La sezione giudiziaria soppressa: in rivolta gli avvocati garganici

“La sede di Rodi Garganico è la vera priorità, anche davanti allo stesso Tribunale centrale, perché così sarà ancora più difficile amministrare la giustizia nel Gargano nord, visti gli oltre centoquaranta chilometri di distanza da Foggia o dalla stessa Lucera. “Intendiamo che si sappia quanto sia stato penalizzato il presidio giudiziario di Rodi, perché il provvedimento che lo ha soppresso venga emendato. La Giustizia deve tornare sul Gargano. A supporto di questa tesi da oggi è stato annunciato l’avvio di un presidio permanente nella sede del tribunale.

Il messaggio che parte dal Gargano e che vuole rompere la coltre di silenzio che il Governo ha volutamente fatto calare sul mantenimento della sede del tribunale nel centro garganico. Il distretto giudiziario di Rodi Garganico ha formalizzato un apposito comitato a difesa della sede distaccata di Lucera; presidente è stato nominato Domenico Afferrante. Tra le prime forme di protesta l’avvio di un presidio permanente e un corteo funebre con tanto di carro, fiori e manifesti mortuari sfilato per le vie del centro garganico.
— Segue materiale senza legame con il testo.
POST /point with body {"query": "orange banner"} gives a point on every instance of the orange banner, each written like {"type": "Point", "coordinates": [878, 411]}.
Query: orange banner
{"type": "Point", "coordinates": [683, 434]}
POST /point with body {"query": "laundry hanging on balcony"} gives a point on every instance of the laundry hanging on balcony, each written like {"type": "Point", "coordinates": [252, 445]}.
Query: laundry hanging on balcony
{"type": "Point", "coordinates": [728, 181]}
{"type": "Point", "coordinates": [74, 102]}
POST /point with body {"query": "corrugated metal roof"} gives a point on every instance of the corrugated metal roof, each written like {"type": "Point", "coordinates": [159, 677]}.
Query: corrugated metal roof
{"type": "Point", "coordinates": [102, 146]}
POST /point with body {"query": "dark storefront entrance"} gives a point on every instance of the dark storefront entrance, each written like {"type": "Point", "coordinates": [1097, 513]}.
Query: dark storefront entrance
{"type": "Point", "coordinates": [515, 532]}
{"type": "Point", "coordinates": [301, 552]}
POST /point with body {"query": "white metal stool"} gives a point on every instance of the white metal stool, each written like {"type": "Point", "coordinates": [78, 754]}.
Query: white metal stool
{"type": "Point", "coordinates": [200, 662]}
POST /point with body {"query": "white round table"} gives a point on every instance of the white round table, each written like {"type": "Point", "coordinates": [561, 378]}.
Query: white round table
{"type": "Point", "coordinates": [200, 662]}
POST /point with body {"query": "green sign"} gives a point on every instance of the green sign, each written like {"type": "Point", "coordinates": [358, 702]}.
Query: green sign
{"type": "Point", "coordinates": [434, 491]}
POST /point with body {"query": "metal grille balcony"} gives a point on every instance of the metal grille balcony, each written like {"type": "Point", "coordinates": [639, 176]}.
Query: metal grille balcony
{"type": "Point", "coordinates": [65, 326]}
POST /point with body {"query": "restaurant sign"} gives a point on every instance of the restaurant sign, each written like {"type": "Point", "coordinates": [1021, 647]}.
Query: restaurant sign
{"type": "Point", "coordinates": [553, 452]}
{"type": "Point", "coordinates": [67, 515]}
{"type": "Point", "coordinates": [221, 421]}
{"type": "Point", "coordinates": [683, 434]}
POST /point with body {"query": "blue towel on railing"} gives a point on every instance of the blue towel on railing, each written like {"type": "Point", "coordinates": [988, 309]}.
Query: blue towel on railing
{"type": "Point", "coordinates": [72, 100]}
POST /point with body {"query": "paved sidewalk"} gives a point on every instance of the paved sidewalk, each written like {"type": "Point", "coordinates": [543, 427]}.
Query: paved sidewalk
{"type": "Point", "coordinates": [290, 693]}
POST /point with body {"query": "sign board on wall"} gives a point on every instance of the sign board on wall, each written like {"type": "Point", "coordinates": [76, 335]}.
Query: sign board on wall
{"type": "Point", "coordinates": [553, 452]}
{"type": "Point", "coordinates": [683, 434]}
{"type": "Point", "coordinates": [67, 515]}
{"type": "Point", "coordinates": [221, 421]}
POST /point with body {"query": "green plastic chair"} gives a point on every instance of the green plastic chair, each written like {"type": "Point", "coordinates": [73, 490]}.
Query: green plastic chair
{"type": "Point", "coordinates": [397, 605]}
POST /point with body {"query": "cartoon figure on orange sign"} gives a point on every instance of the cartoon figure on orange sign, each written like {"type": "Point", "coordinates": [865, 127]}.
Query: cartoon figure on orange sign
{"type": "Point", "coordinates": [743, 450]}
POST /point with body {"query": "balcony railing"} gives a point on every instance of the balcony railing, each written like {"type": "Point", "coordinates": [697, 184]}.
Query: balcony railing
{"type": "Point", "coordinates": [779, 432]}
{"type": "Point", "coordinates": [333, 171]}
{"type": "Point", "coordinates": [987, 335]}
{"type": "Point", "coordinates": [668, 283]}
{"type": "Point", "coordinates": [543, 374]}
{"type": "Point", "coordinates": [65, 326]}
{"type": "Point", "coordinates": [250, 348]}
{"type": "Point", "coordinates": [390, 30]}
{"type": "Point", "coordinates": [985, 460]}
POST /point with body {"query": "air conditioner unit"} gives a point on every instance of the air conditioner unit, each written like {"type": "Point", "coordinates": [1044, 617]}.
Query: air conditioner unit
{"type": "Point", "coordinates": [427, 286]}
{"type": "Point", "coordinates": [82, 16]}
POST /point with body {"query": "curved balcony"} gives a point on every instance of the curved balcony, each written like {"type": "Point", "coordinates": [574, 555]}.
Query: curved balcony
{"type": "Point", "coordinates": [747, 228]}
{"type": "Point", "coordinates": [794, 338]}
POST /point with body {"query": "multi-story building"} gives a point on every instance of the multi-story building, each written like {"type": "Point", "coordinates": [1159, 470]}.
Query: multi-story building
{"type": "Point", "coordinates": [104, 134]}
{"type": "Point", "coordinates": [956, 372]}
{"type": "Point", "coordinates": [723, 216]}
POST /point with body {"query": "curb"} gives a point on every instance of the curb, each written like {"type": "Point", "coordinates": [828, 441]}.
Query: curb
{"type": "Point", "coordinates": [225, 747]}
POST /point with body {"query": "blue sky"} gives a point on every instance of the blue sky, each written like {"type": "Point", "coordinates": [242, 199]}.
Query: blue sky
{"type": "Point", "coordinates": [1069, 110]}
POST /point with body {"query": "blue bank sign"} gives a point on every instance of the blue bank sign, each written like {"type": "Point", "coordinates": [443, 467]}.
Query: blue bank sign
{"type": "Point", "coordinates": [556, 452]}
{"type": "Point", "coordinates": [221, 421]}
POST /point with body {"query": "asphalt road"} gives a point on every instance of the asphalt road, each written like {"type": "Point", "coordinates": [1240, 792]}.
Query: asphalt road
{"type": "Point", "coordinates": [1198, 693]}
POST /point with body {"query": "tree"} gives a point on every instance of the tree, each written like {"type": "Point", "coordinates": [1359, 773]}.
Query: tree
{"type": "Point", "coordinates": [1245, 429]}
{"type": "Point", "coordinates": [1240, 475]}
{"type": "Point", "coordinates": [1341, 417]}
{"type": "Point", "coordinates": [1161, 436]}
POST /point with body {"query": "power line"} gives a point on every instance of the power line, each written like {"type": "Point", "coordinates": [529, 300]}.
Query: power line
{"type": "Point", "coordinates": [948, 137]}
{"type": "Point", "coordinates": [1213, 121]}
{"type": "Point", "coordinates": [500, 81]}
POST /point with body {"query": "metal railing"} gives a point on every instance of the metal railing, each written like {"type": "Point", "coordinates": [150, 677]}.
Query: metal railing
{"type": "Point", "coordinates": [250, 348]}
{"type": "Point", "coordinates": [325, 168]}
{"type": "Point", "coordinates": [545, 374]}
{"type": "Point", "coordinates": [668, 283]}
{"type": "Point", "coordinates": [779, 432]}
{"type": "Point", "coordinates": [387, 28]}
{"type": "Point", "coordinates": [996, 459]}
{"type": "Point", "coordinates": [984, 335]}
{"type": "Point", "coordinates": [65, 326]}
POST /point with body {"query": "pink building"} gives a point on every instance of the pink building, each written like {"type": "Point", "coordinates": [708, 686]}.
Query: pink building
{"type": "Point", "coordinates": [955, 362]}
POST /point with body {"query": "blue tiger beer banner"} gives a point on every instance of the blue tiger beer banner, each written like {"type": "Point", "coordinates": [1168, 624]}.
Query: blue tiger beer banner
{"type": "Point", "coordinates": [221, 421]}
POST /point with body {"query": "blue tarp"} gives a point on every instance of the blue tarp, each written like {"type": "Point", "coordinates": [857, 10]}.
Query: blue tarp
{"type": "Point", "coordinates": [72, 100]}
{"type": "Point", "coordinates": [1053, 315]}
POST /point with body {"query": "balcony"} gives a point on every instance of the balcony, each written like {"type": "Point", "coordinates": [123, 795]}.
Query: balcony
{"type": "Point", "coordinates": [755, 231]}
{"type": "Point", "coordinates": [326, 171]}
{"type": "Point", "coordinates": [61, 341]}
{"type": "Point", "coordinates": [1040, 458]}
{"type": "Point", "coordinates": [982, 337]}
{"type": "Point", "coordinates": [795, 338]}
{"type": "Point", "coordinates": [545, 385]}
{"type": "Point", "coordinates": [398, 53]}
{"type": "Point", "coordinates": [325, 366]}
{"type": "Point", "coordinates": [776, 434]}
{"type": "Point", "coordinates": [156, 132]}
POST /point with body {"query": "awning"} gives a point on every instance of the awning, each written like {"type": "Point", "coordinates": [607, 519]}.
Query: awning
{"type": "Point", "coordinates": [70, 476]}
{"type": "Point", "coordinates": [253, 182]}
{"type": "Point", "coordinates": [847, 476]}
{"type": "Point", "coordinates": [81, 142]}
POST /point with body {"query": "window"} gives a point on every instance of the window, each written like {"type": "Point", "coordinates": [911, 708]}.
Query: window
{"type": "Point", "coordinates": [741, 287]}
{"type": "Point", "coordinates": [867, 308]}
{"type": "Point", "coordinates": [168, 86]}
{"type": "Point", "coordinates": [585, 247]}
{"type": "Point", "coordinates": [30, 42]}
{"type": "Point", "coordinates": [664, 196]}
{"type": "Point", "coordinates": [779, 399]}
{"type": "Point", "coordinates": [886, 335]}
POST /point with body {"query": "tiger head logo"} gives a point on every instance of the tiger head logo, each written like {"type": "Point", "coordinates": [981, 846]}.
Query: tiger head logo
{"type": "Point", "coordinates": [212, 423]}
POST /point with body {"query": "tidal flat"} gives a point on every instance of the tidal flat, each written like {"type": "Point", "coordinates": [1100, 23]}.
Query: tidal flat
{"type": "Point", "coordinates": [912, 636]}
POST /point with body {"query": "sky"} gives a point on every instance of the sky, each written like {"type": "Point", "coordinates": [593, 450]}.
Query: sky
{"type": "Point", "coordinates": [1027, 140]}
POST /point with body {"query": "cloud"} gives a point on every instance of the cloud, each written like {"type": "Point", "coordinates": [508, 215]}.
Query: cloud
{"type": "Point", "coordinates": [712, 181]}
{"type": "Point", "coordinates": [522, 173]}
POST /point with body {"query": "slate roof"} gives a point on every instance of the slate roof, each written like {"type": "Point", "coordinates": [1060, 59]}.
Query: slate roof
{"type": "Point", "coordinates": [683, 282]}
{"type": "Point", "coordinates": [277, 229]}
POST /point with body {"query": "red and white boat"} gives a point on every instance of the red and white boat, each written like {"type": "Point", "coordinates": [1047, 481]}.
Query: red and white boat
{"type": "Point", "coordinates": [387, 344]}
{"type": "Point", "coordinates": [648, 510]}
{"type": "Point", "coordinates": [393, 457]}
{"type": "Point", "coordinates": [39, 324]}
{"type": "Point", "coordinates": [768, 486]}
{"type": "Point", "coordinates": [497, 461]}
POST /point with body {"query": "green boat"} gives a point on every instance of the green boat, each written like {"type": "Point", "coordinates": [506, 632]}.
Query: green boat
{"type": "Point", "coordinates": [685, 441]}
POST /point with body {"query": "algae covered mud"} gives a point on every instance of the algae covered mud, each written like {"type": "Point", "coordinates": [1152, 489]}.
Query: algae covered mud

Gli avvocati del distretto garganico spiegano che la soppressione del Tribunale di Rodi Garganico, oltre che dell’Ufficio del Giudice di Pace, equivale a negare a tutte le popolazioni dei Comuni di Peschici, Vico del Gargano, Rodi Garganico, Ischitella, Carpino, Cagnano Varano e San Nicandro Garganico il “Servizio giustizia”, territorio che da un punto di vista delle distanze e dei collegamenti risulta il più svantaggiato a livello nazionale; infatti, Corte d’Appello, Tar Puglia e Tribunale dei Minori già distano, a esempio, da Peschici più di duecento chilometri. Il provvedimento comporterà non solo un grave disservizio per i cittadini, da mettere in conto anche i maggiori costi per raggiungere la sede giudiziaria competente (Foggia per il Tribunale e Lucera per l’Ufficio del Giudice di Pace). Non secondario il dato sull’antieconomicità di tutti quei giudizi che avranno a oggetto la tutela di diritti di minore entità.

Comunità garganiche che continuano ad essere fortemente penalizzate per quanto riguarda servizi essenziali quali sanità, viabilità e, di altri uffici pubblici, si vede costretto a pagare tasse sempre più esose senza alcun ritorno in termini di servizi. Una “sentenza” annunciata conoscendo la posizione del Ministro della Giustizia, Paola Severino, per la quale tali sezioni non hanno motivo di continuare ad essere presenti sul territorio. “Risparmieremo – i dati del Ministro – più di 80 milioni di euro l’anno per i tribunali e circa 28 per i giudici di pace. Risorse – ha spiegato la Severino – per rendere più efficienti gli altri uffici”. Un percorso già avviato da tempo con il primo provvedimento adottato proprio dalla Severino con la chiusura della locale Casa mandamentale. Il provvedimento del Governo concede la possibilità agli enti locali di mantenere in vita gli uffici di riferimento, accollandosi le spese da soli o consorziandosi con altri comuni.